Use the same active conda environment and pip flags for runintgen,
CutCells/python, and CutFEMx. If the build variables above are already
exported, the shorter python -m pip install ... form is equivalent. Omit
-DCUTCELLS_WITH_ALGOIM=ON only if you intentionally want to build without the
optional Algoim quadrature backend.
--no-build-isolation is required because CutFEMx must use the active
FEniCSx/MPI/PETSc/runintgen stack and DOLFINx wrapper headers. --no-deps
prevents pip from replacing the pinned FEniCSx packages with incompatible
release packages.
Verify:
python - <<'PY'
import cutcells
import cutfemx
import dolfinx
import runintgen
print("DOLFINx:", dolfinx.__version__)
print("runintgen:", getattr(runintgen, "__version__", "installed"))
print("CutCells:", getattr(cutcells, "__version__", "installed"))

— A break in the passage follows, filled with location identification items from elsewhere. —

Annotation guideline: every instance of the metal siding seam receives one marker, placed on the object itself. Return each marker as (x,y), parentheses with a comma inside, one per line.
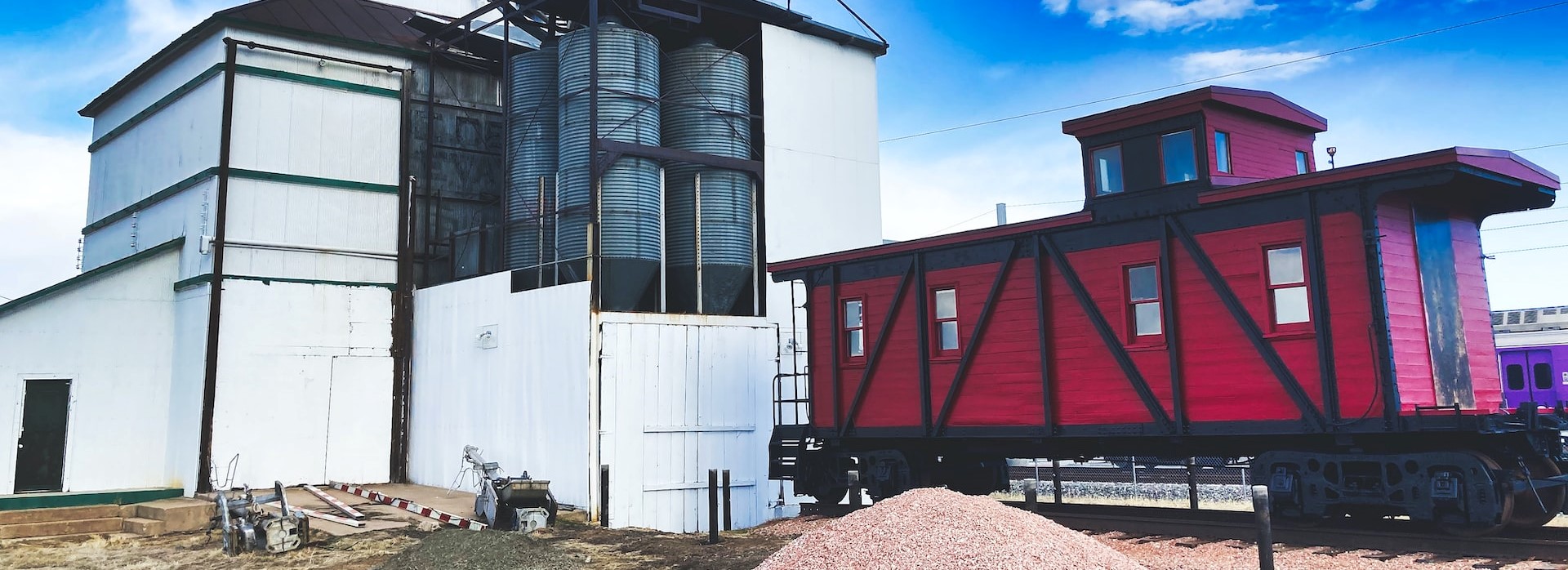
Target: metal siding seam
(83,278)
(136,119)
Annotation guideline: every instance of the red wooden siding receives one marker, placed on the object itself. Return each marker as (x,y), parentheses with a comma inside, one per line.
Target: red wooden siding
(1476,307)
(1259,149)
(1002,385)
(1407,317)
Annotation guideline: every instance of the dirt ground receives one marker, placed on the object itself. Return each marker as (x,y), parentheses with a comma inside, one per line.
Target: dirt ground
(569,546)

print("CutFEMx:", getattr(cutfemx, "__version__", "installed"))
PY
Build the documentation#
Install the documentation dependencies from the CutFEMx repository root:
python -m pip install -r docs/requirements.txt
Build the HTML documentation:
cd docs
env LC_ALL=en_US.UTF-8 LANG=en_US.UTF-8 MPLCONFIGDIR=.matplotlib-cache \
python -m sphinx -b html . _build/html
If sphinx-build is already on your PATH, the shorter command is enough:
make html
The generated site is written to docs/_build/html/index.html.
Common issues#
DOLFINx or Basix cannot be found by CMake#
Make sure the same conda environment is active for all steps and pass the active prefix to CMake:
cmake -DCMAKE_PREFIX_PATH="$CONDA_PREFIX" ...

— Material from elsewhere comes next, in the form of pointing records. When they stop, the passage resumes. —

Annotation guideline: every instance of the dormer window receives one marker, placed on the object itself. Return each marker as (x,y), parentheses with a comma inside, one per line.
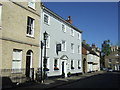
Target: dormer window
(63,28)
(72,32)
(31,4)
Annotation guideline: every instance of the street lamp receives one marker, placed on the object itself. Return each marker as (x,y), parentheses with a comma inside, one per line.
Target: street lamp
(45,34)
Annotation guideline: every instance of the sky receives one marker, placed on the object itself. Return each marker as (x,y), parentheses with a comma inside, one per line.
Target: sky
(97,20)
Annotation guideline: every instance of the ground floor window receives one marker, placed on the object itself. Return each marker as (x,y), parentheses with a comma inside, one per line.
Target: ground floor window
(56,64)
(72,64)
(17,59)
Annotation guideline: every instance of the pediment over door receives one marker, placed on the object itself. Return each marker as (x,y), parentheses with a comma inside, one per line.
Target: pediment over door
(64,57)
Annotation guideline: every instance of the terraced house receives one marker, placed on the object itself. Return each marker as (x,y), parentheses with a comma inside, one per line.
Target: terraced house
(20,31)
(63,46)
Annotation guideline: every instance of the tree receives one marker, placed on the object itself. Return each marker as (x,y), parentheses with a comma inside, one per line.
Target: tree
(106,48)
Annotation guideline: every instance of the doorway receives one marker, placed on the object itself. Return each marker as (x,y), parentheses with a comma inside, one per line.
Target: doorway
(63,68)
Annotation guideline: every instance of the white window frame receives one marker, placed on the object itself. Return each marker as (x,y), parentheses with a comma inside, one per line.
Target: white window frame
(72,47)
(79,63)
(48,19)
(17,58)
(63,45)
(48,42)
(64,29)
(0,16)
(72,32)
(31,4)
(30,28)
(57,65)
(72,64)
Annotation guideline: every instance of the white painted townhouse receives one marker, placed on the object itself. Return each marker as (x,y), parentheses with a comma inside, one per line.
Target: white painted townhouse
(60,32)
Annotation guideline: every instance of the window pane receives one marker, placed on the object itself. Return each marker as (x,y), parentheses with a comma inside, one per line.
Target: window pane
(30,26)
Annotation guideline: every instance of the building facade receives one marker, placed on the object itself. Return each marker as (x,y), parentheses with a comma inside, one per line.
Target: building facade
(61,32)
(20,31)
(113,60)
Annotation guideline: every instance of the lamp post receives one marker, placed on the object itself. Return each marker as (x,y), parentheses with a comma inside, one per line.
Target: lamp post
(41,61)
(45,59)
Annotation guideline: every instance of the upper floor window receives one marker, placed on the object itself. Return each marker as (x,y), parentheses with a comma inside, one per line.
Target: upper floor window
(31,3)
(46,19)
(56,64)
(78,49)
(48,42)
(110,60)
(72,64)
(72,32)
(78,35)
(72,47)
(78,64)
(63,28)
(16,61)
(0,16)
(30,26)
(63,45)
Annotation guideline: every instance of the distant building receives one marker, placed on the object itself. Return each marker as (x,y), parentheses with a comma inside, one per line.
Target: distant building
(20,29)
(113,60)
(91,58)
(62,32)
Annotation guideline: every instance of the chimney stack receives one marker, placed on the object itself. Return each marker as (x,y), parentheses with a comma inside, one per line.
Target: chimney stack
(69,20)
(93,45)
(84,41)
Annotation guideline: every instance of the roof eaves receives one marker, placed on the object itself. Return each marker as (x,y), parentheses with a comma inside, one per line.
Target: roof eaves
(59,17)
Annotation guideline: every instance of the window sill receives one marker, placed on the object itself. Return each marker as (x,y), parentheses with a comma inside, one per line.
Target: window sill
(33,8)
(30,36)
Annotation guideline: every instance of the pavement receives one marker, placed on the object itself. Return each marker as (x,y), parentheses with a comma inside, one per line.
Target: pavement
(52,83)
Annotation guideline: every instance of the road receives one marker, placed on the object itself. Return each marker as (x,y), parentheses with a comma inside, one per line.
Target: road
(105,80)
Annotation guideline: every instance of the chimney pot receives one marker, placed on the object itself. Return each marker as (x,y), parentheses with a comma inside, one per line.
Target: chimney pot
(69,20)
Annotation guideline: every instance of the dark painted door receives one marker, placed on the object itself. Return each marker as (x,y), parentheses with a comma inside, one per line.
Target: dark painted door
(28,66)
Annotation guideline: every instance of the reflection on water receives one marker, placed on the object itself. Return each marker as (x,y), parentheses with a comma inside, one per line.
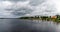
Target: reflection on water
(18,25)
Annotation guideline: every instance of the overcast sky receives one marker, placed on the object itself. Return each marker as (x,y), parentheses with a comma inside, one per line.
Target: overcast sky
(17,8)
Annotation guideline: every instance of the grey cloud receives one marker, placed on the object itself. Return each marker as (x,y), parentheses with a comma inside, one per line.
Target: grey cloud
(14,0)
(20,11)
(36,2)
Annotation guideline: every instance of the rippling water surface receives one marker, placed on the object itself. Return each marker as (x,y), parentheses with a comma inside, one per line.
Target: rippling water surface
(19,25)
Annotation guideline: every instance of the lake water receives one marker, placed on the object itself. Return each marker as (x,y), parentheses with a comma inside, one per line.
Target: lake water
(19,25)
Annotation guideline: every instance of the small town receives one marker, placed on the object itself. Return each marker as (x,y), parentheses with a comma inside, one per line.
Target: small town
(55,18)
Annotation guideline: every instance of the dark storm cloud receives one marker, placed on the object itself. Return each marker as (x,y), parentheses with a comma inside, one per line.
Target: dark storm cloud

pip tries to replace FEniCSx packages#
Use --no-deps when installing runintgen, CutCells, and CutFEMx from source.
The FEniCSx packages must stay on the same tagged stack.
Build isolation cannot find MPI or DOLFINx headers#
Use --no-build-isolation. The builds need the compiler, MPI, PETSc, DOLFINx,
and Basix from the active environment.